And You Thought Macs Were Overpriced…

By on September 6, 2004

…how about a $4,200 Alienware 4.2GHz gaming machine? An article on C-Net has details about the overclocked and liquid-cooled Pentium 4 Area-51 ALX desktop, which looks like it belongs on Captain Proton’s spaceship.

It could also be mistaken for a 1950’s-era toaster. Somebody ought to fill Alienware in on the fact that good design costs no more than bad design. And producing professional looking hardware — like the Apple G5 PowerMac — is probably less expensive than all the cheesy plastic eye candy.



  1. Yeah, it’s cool. But would it still look cool after having it sit on your desk for a week? a month? a year? It’s a look that will grow tired after a while.

    The blue and white G3’s and the G4’s were a bit over the top — I’ve never been too thrilled with their looks. But the G5’s simple and elegant design is something that doesn’t take getting used to, and will stand the test of time. Mine should be on my desk in a week or so. (insert huge grin here)

  2. That price-tag isn’t about the looks. Okay, maybe it’s a little about looks. But if you dig into alienware a little more closely, you’ll find that it’s really about having hand built computers custom built with top of the line components and hand-tweaked drivers and software.

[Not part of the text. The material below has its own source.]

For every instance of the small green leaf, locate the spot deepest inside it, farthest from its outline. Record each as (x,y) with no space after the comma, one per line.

    Alienware markets to hardcore gamers. Gamers like a nice looking box, but more than that, they like the fastest thing available to man. How many other manufacturers do you know that are using the kind of components found in these things, adding water cooling systems, and then overclocking and testing each machine to make sure it meets various performance and stability requirements?

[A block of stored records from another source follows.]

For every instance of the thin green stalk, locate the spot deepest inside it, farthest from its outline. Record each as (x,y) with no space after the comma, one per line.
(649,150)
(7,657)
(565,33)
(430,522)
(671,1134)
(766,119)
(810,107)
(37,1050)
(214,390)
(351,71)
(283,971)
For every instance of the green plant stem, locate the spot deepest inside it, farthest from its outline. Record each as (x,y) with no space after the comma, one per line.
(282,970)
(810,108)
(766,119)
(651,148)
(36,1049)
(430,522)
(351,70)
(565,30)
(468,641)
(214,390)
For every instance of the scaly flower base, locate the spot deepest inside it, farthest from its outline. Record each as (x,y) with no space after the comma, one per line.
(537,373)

    This is basically the machine a hard-core (wealthy) gamer would build himself, but without all the headaches that go with doing it yourself. It’s not for everyone, to be sure, but you can’t accurately accuse them of charging high prices simply for the funky cases. After all, is your G5 overclocked and watercooled to make sure you can squeeze every last clock-cycle out of your hardware?

  3. I’ve never viewed a computer as anything other than a means to an end. Mac users are a curious bunch; many of them view their computer case as an end, a piece of art or an object with esthetic value. Soon Apple will be putting their designs in wind tunnels and such. Many home built PC enthusiasts are the same way (with different esthetics).

    For me they’re all, Mac included, small variations of ugly metal or plastic boxes best kept under the desk so as not to clutter my workspace. Hopefully, what the computer actually does will serve my creative interests.

  4. you can get a computer with the same hardware as an alienware system for about 1000 dollars less if you shop around

  5. It is not very difficult to build a computer. Even a computer with parts like an Alienware. It’s really just a lot of hype. You could build a computer with the exact same parts and a custom case that looks a lot better for thousands less than the Area-51.

  6. Agreed with the two above. Take for example, this british company site that builds custom systems: – There’s no controversy about the power one is able to impliment into their desired machine with this sort of hardware fitted…and into some particular modish cases for the those that fancy the looks. Furthermore, there’s no contention in the amount cash you’ll keep in your wallet by purchasing through other businesses like this.

    Alienware, is somewhat loosely analogous with Nike and Moschino etc; it’s the kind of gear that’s suitable for people that are more… logo orientated. The money you could save through buying elsewhere, could go towards some extra juicy hardware within the shell.